At a high level, the important stages are:

  • telcorain/dataprocessing.py: data loading and conversion from IP-level telemetry to CML datasets.
  • telcorain/procedures/wet_dry/: wet/dry classification logic.
  • telcorain/procedures/rain/rain_calculation.py: attenuation, WAA, and rain-rate computation.
  • telcorain/procedures/rain/rainfields_generation.py: spatial interpolation and hour-sum grids.
  • telcorain/writer.py: PNG, JSON, NPY, and InfluxDB output writing.

Execution Modes

Realtime mode

run_cli.py runs the operational loop.

Current realtime behavior:

  • Keeps an in-memory rolling raw-data buffer for the configured time window.
  • Fetches only an overlapping tail plus new samples instead of querying the full window every cycle.
  • Periodically forces a full raw-data refresh to resynchronize late or backfilled data.
  • Periodically reloads MariaDB metadata so added or removed links can be picked up without restarting.
  • Reuses a persistent writer instance so expensive static assets such as the polygon mask are cached.
  • Interpolates and writes only newly available timesteps instead of regenerating the full output window.

Typical loop:

  1. Cleanup old outputs if enabled.
  2. Refresh metadata when configured to do so.
  3. Fetch incremental InfluxDB data.
  4. Run rainfall calculation.
  5. Generate new rainfields.
  6. Write outputs for new timesteps.
  7. Sleep until the next cycle.

Historic mode

run_historic.py runs a one-shot calculation for a fixed time interval.

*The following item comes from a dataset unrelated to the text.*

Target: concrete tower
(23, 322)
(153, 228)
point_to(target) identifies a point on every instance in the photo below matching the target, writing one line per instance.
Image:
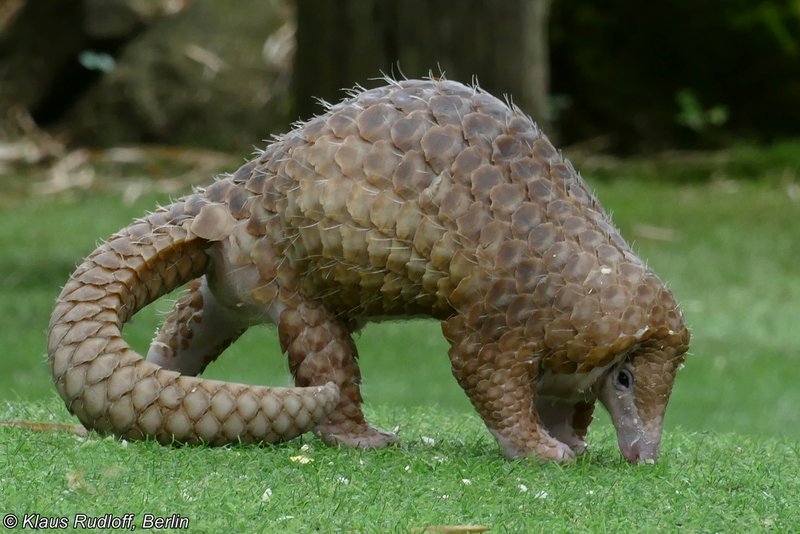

Historic mode is intended for:

  • backfills
  • validation
  • reanalysis
  • web-driven custom jobs

Historic runs use the full requested interval and can include warm-up samples for rolling windows and CNN-based wet/dry workflows.

Web mode

run_web.py executes a calculation from a JSON configuration payload and writes results to web-facing output directories.

Custom dataset mode

run_custom.py runs a one-shot calculation from a non-Influx source.

It also supports --cfg with the same JSON override style as run_web.py, so a web app can keep a base INI config and override values such as the historic time window at runtime.

Currently documented example configs:

  • configs/config_pycomlink_example.ini for the bundled pycomlink example dataset
  • configs/config_netherlands.ini for the public Netherlands raw CML dataset
  • configs/config_openrainer.ini for the OpenRainER Italy dataset

Run them with:

python run_custom.py --config configs/config_pycomlink_example.ini
python run_custom.py --config configs/config_netherlands.ini
python run_custom.py --config configs/config_openrainer.ini

Example with a JSON time override:

python run_custom.py --config configs/config_openrainer.ini --cfg "{\"time\":{\"start\":\"2021-01-01T00:00:00Z\",\"end\":\"2021-01-01T06:00:00Z\"}}"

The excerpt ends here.